Especially for this theme, "Seeking Silicon Valley," it makes sense. Silicon Valley has always been a place where restless university students and garage inventors play just as much a role as do the professionals. Designers pool resources with outlaw electronics hackers. Game programmers swap ideas with management consultants. Collaboration across disciplinary boundaries is intrinsic.

Here's another example: The next evolutionary phase in Silicon Valley's business world incorporates much more creativity than before. Traditional top-down management strategies don't always work anymore; rather, a more fluid, creative approach is necessary to solve business problems and grow your company in a more volatile, constantly changing landscape.

Since artists are innate risk-takers, many business strategists are coming to understand that the risk involved with artmaking mirrors the risky nature of the entrepreneurial endeavor. And they are collaborating. The right brain is finally meeting the left brain. The muse is meeting the business plan.

The ZER01 Biennial attempts to explore exactly these types of dynamics. Keep that in mind when you interpret the exhibits or the events or the food. Everything is a network.
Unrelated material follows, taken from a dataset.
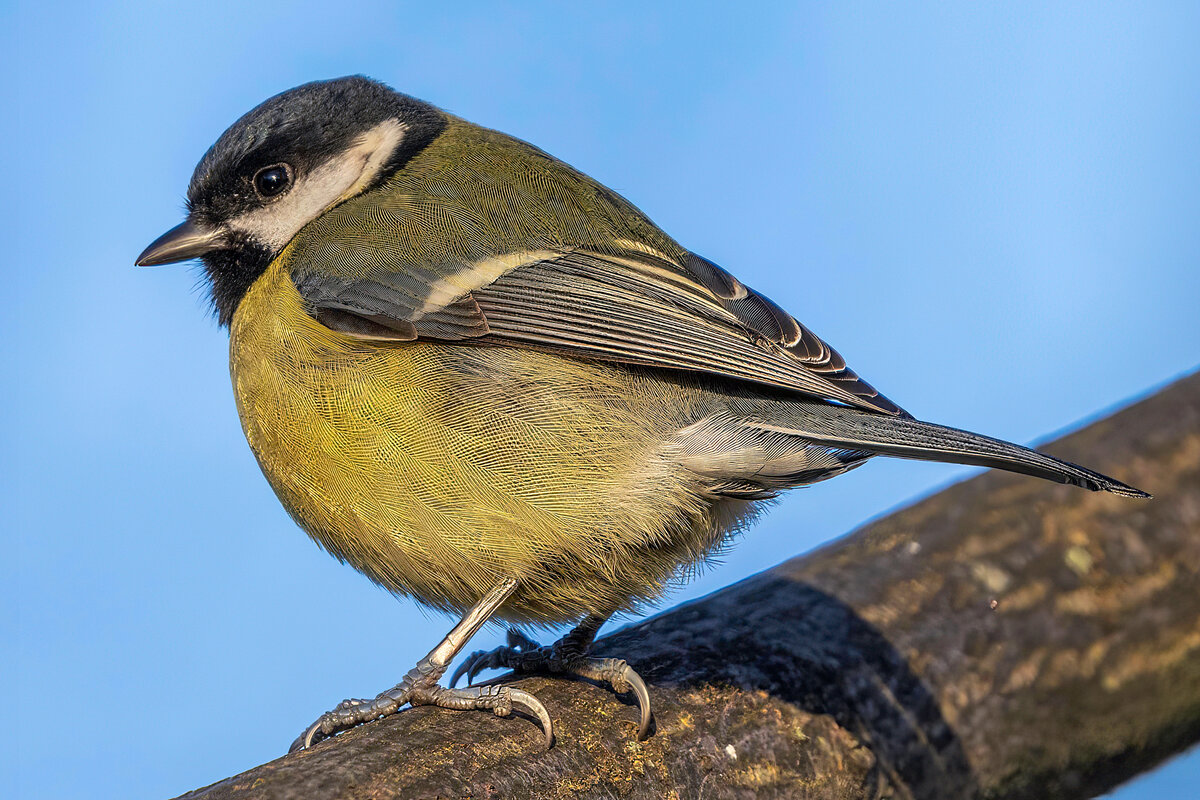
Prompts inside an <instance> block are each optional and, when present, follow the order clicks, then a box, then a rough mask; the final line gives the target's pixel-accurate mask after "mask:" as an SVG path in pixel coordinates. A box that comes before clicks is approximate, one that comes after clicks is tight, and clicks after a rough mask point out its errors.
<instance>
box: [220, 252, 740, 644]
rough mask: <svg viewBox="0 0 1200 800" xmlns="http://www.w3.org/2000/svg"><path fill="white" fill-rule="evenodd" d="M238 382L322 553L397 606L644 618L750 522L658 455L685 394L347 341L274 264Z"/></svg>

Inhabiting the subnetwork, the subnet, if you will, are the nodes, the exhibits, the events and the tangible museums and galleries where they are presented.

Then, on a larger level, the network that connects the events and the curatorial process and the entire conversation is the art. In a John Cagean pseudo-Eastern sense, the art emerges from the process more than the final result.

Just as Silicon Valley is a networked state of mind rather than one specific geographical place, the ZER01 Biennial operates on a plane of correspondence, an ever-evolving dialogue beyond the particular exhibits in each partnering institution.

And speaking of those partnering institutions, with 42 of them and more than 100 participating artists all seeking Silicon Valley in various creative ways, there should be more than enough to experience at the ZER01 Biennial. No matter where you are.

In San Jose, the ZER01 Garage, from which all the appendages emanate, will be situated in downtown's SoFA district from now on. Architect Christopher Haas is currently at work designing the inside of the 10,000-square-foot building. The Garage will house the main exhibit, plus lectures and collaborative schemes of the most innovative sort.

As it has been from day one, Silicon Valley is where garage tinkerers cross paths with academics, where radical creative thinkers meet new business innovators, and I can't think of any better manifestation of contemporary art than what is now unfolding. Silicon Valley is leading the world. Again.